Оказалось – недалеко, к боковому входу в унылую забегаловку с лампочкой, до того яркой, что вывеску не разглядеть.
Дверь захлопнулась, эхо привычно метнулось между домами. Шаг, другой, и он взялся за ручку, которую только что держала девушка. Глубоко вдохнул, блокируя логику, дернул дверь и вошел.
Обычная забегаловка, всё, как обычно, – кроме девушки. Она сидела за барной стойкой на красном вращающемся стуле – маленькая и бледная, с копной дивных волос и незажженной сигаретой в зубах, – крутила головой и подставляла его взгляду то правый, то левый профиль.
Он медленно снял куртку, чтобы выиграть время и убедиться: она никого не ждет, ни с кем не встречается, – а потом тихо сел на соседний стул.
– Милые туфельки.
Она обернулась, вскинула бровь, выдернула изо рта сигарету.
– Спасибо.
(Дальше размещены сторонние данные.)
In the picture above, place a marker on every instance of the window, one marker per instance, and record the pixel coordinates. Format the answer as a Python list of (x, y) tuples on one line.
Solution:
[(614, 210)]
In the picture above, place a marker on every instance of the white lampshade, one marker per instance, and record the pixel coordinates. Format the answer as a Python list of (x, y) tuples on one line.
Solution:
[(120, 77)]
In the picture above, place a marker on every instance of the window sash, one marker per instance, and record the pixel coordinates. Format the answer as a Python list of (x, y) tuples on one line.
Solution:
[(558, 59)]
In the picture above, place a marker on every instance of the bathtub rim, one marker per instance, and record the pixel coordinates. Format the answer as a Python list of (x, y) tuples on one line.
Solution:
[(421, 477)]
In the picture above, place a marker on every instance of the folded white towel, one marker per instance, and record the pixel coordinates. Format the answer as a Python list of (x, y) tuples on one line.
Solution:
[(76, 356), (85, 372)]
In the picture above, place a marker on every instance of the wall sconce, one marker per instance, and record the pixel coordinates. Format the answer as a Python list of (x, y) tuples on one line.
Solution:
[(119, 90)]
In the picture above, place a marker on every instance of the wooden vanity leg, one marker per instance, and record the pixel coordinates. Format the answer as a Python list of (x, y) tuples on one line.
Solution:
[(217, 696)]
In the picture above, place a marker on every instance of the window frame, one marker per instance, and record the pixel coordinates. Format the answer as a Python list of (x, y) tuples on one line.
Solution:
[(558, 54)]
Я сняла их с трупа в переулке. – Улыбки не последовало, но он засмеялся. Девушка покачала головой: – Мой голос – мое проклятье. Никто не принимает тебя всерьез, если ты мяучишь фальцетом, как Минни Маус или Миа Фэрроу. Слишком много «м», правда? – Она обхлопала себя по бокам, достала откуда‑то коробок, зажгла сигарету и не глядя бросила спичку через плечо.
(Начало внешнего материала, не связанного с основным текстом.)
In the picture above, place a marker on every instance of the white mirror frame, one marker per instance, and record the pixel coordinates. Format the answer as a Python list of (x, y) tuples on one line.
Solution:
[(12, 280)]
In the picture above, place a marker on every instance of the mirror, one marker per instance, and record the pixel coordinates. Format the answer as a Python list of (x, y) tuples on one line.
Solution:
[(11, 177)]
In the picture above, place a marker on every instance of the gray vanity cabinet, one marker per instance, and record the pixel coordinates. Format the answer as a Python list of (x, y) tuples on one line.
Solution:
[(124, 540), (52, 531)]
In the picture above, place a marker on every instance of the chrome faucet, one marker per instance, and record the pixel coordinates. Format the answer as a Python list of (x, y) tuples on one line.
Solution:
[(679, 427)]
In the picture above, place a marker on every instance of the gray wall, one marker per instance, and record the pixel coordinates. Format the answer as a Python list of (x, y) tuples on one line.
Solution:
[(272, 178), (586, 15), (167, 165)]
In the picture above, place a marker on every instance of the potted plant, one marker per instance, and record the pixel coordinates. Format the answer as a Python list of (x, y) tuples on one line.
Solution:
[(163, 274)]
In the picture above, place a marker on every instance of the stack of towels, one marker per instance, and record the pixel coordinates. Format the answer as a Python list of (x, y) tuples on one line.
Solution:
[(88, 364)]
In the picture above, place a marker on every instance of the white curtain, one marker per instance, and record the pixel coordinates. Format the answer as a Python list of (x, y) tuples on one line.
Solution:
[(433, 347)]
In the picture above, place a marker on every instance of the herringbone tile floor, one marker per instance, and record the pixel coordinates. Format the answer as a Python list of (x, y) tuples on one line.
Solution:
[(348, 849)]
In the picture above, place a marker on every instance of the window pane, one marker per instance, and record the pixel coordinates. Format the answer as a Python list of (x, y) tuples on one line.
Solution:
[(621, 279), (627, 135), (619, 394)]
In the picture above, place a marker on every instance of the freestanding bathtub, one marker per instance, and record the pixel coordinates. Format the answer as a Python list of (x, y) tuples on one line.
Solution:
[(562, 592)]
Незнакомка была чудо как хороша! Миндалевидные, густо подведенные глаза – что за цвет? карий? – копна волос и яркие туфельки, а еще перчатки из бледной кожи, вроде тех, что надевали в тридцатые годы дамы, садясь за руль. Каково это, когда твой член ласкает рука в лайковой перчатке?
– Зато всегда есть отговорка на случай, если придется сказать что‑то ужасное, – заметил он.
Незнакомка внимательно слушала, но ни секунды не сидела спокойно. Взгляд бродил – по нему и мимо него; она осмотрела каждый угол, не пропустив ни единого слова.
– А если мне это не нужно? Вдруг я захочу кому‑то сказать, что собираюсь его убить, – так, чтобы мне поверили?
Их взгляды встретились. Она увидела его замешательство и широко улыбнулась.
– Поступки громче слов, – улыбнулся он в ответ.
Девушка рассмеялась.
– Кстати, как называется эта дыра? «Лось», «Олень» или что‑нибудь такое же рогатое? Мы будто попали на съемочную площадку, – перешла она на доверительный шепот. – Слишком все правильно. Не просто бармен, а стандартный Бармен, протирающий стаканы. Позади, в углу – Первый и Второй бильярдисты. В кабинке – кто бы это мог быть… Алкоголик и Пьянчужка?
– Думаю, в титрах их назвали бы Завсегдатаями.
– Какой добренький! – Она повернулась к нему. – Нет, правда, просвети меня. Это дядя Ларри и тетя Шейла? Что ты здесь делаешь, зашел поиграть в бильярд?
Он пожал плечами.
– Просто следил за тобой.
Наконец‑то она замерла. Зрачки на долю секунды стянулись в две точки, затем снова расслабились. Острый маленький подбородок уткнулся в ладонь.